Classifying CTCs by EMT markers helps to identify the more aggressive CTC subpopulation and provides useful evidence for determining an appropriate clinical approach.32 Therefore, our research presented here has the potential to provide better prognostic information on the probability of metastasis in early-stage cancer patients.

CRC is the third leading cause of cancer death in China.1 The last few years have seen a significant expansion in the number of available systemic therapies to treat mCRC.33 However, with increasing options comes greater complexity in decision making. A biomarker that could be obtained in a noninvasive manner to guide therapy would thus be of great potential clinical utility.
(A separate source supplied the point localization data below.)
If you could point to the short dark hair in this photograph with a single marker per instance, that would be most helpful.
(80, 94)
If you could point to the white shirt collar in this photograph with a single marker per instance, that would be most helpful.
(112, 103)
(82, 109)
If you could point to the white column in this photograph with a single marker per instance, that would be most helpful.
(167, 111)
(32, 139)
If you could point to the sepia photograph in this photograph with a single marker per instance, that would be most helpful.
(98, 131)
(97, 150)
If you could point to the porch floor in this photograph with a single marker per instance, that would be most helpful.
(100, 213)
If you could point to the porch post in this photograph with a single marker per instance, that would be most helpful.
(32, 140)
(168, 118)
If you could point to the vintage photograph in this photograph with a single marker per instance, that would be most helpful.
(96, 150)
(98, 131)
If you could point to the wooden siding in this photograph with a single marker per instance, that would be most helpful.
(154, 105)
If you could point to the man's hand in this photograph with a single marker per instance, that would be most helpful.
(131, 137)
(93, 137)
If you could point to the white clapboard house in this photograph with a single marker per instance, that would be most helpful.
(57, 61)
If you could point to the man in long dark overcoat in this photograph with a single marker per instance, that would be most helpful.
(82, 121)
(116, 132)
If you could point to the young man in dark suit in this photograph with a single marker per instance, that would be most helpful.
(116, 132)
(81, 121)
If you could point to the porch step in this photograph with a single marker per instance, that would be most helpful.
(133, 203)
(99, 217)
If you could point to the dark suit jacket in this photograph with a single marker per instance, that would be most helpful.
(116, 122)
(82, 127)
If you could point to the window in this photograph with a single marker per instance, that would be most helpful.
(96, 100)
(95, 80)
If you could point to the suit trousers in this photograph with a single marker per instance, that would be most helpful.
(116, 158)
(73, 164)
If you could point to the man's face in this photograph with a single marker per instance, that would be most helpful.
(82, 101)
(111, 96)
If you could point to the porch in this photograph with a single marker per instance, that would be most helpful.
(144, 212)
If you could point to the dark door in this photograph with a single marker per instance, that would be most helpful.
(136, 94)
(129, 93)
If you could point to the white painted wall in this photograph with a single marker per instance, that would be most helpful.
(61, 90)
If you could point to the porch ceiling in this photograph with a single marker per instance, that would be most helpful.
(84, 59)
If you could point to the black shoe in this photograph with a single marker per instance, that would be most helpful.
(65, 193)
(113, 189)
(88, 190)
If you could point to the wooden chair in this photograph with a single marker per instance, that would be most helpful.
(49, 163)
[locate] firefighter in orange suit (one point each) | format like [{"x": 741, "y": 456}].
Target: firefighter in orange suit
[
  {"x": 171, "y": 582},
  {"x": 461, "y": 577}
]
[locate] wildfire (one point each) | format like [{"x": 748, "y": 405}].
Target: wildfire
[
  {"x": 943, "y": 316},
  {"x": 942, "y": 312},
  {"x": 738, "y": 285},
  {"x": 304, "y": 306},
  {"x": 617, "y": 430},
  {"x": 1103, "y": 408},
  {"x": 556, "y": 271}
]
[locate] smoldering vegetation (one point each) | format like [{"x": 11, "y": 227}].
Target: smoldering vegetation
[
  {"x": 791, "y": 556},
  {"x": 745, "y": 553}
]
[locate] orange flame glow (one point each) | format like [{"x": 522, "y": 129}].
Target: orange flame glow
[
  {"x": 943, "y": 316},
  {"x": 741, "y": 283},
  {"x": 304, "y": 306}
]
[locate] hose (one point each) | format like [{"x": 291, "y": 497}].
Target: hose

CTCs hold great potential as liquid biopsies to prognosticate disease and guide treatment in CRCs. It is worthwhile to study their important role in determining the genome information of tumor metastasis, providing biomarker detection for targeted therapies and determination of drug resistance.34,35 FAM172A had shown important roles in regulating CRC proliferation and metastasis. In this work, a significant association between mCTC positivity and the development of distant metastases in CRC patients was observed. Greater number of patients with distant metastasis in CRC were identified than those without distant metastasis.

In addition, mCTCs were also closely related to vascular invasion. Both mCTC positivity rate and FAM172A expression positivity rate in high-risk groups were higher than those in low-risk groups. Combining CTC subgroups with FAM172A gene expression may enhance clinical prediction of CRC metastasis, which could help us better understand the mechanism of tumor metastasis involved in it.

Conclusion

CTCs from 45 primary CRC patients were enriched by blood filtration. The RNA-ISH method was used to identify and discriminate subgroups of CTCs, and FAM172A expression in individual CTCs was measured. The mCTC positivity rate and FAM172A expression positivity rate were obviously higher in high-risk groups, suggesting that FAM172A may correlate with tumor malignancy. Our research proved that CTCs could serve as feasible surrogate samples to detect gene expression as a predictive biomarker for tumor evaluation, which provides a more accurate route for prediction of high CRC risk in future.